Harnessing AI for Enhanced DMPK Modeling
Recorded: 27 May 2025
This webinar will address the different approaches to DMPK modeling, comparing data-driven methods that look for trends in existing data with physics-based models that use fundamental equations. It will also cover the limitations in data availability, such as heterogeneity and bias, and the critical importance of understanding chemical space and domain applicability for accurate predictions. DMPK models will be discussed, including examples of good data management practices. We will also dive into different data splitting techniques and how they impact model performance. Finally, we will explore cutting-edge AI applications in DMPK.
Agenda:
- Understanding the Foundations and Limitations of DMPK Modeling
- Data Curation and AI Model Evaluation in DMPK
- Future Directions: Mechanisms, Interpretability, and Physics in DMPK
Moderated by:
Nicolas Duchemin - Business Development Manager at Pharmaron
Speakers:
Bart Lenselink - Director, Lead Cheminformatics and Data Science Technology at Structure Therapeutics
Bart is a passionate Dutch computational drug discovery expert and currently serves as Director, Lead Cheminformatics and Data Science Technology at Structure Therapeutics.
With a PhD from Leiden University, Bart has notably focused on optimizing G Protein-Coupled Receptor (GPCR) ligand, which was a collaboration with Schrödinger. He continued this work during a postdoc in a joint project between Leiden and Janssen Pharmaceutica. After this, he worked for almost seven years at Galapagos, starting as a scientist and quickly advancing to his final role as team lead of computational technologies. His research has resulted in the publication of over 40 articles in peer-reviewed international journals.

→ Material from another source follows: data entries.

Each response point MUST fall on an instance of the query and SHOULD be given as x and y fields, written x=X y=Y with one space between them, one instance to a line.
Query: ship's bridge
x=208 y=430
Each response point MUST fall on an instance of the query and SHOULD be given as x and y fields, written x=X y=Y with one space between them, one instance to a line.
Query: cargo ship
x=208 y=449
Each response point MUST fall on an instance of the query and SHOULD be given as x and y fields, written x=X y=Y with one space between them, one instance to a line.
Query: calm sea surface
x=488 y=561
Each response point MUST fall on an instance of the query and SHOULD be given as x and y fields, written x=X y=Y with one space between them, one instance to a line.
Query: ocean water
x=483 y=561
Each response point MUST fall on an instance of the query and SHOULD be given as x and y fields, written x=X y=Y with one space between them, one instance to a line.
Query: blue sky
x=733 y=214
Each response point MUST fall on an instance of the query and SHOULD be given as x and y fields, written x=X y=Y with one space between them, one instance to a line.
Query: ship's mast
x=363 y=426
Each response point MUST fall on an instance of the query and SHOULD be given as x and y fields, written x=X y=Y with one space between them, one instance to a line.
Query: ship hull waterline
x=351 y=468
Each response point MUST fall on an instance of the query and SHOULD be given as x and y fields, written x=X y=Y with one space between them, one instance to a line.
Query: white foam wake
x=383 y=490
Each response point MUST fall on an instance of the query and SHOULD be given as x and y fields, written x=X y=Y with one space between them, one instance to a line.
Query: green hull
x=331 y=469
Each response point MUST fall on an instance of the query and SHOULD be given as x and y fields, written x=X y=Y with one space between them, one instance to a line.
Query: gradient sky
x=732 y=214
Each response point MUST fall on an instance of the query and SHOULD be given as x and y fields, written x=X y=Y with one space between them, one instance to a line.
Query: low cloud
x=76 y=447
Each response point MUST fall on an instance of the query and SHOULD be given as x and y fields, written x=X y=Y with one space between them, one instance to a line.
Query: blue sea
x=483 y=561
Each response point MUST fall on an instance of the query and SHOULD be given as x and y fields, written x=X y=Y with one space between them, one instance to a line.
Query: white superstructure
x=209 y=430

Daniel Price - Vice President, Computational Chemistry and Structural Biology at Nimbus Therapeutics
Dr. Daniel Price is Vice President of Computational Chemistry & Structural Biology at Nimbus Therapeutics, where he leads a team of internal and external scientists focused on delivering breakthrough medicines through structure-based design, leveraging both physics-based and knowledge-based predictive modeling. Before joining Nimbus, he spent 16 years at GlaxoSmithKline, where he led a team of computational chemists and data scientists across various areas, including structure- and ligand-based drug design, high-content screening analytics, predictive modeling, and cross-functional research informatics. Dr. Price received his undergraduate degree in chemical engineering from the University of Colorado at Boulder, followed by his Ph.D. in Molecular Biophysics & Biochemistry from Yale University with Prof. Bill Jorgensen. He completed an NIH postdoctoral fellowship with Prof. Charlie Brooks, III, at The Scripps Research Institute before joining GSK.
John Maclean - Senior Principal Scientist, Computational Chemistry and Informatics at Pharmaron
Dr. Maclean joined Pharmaron in 2017 and has over 25 years of industrial experience, spanning the pharmaceutical, biotechnology, and contract research organization (CRO) sectors. He has extensive expertise in structure-based drug design, initially as a crystallographer, and later as a computational chemist. He supported over 50 projects, from hit ID through lead ID and lead optimization, and has increased the use and impact of structure-based drug design in all his roles. John has expertise in multiple disease areas, including central nervous system (CNS), oncology, immunology, and anti-infectives, and possesses an excellent understanding of the drug discovery process. He has helped teams overcome challenges in selectivity, ADME/PK, and toxicity, and progress seven compounds into clinical development. John’s experience spans the full range of CADD techniques, from ligand-based drug design to structure-based drug design. It includes the design and implementation of informatics infrastructure to support drug discovery projects. He is the author of more than 30 published papers and is named as an inventor on over 35 patent applications.